Multiple WAN - One Lan - problems with NAT



  • Hi,

    I am a newbie with pfsense, but I think it could solve some of my current issues. I have tried a lot of the solutions on this forum, but none of them seems to work for me.

    I have a cable internet connection. This cable modem is giving me 4 public dynamic IP adresses (DHCP). All of them seems to have the same gateway etc. The lease time for these DHCP adresses is about 1 year.

    I am about to host 3 virtual machines that require seperate internet valid IP adresses for among others port 443. I can not change these ports. This means that I would like to use 3 of my IP adresses for these servers, and then use my last IP adress for everything else of Internet traffic. I have been looking into 1:1 NAT, but I do not want to open all ports through the router, only a few of them for each WAN interface.

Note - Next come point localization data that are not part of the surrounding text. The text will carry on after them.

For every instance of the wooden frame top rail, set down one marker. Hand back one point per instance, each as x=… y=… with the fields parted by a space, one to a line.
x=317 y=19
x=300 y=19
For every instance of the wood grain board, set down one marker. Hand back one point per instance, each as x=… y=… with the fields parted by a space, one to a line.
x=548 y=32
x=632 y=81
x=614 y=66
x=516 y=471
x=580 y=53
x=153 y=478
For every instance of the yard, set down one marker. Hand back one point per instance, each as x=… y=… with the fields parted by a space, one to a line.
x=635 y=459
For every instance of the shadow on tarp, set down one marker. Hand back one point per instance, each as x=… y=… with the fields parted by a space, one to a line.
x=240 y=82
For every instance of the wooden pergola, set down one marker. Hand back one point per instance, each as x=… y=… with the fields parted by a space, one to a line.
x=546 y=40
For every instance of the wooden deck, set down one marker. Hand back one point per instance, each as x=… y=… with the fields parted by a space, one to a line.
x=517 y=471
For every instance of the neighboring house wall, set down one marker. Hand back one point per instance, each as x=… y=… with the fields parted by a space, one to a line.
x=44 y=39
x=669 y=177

    I am simulating the solution in VMware before I put the solution into "production" in my homelab.
    As of now I have created 4 WAN interfaces and one LAN interface. These are named WAN, WAN2,WAN3, WAN4 and LAN.

    I am simulating this configuration by using a regular DHCP server and a virtual machine running FileZilla.
    My problem is that I am only able to do NAT on the port named "WAN". Whenever I try to change to a different WAN port the NATing does not work anymore.

    The setup is like this now:
    WAN (10.0.0.50)
    WAN2 (10.0.0.51)
    WAN3 (10.0.0.52)
    WAN4 (10.0.0.53)
    pfsense (192.168.1.100)
    Virtual machine (192.168.1.10)

    If I do a normal NAT of port 21 from WAN to Virtual machine it works great. Whenever I try to cange the NAT rule to any of the other WAN ports it does not work.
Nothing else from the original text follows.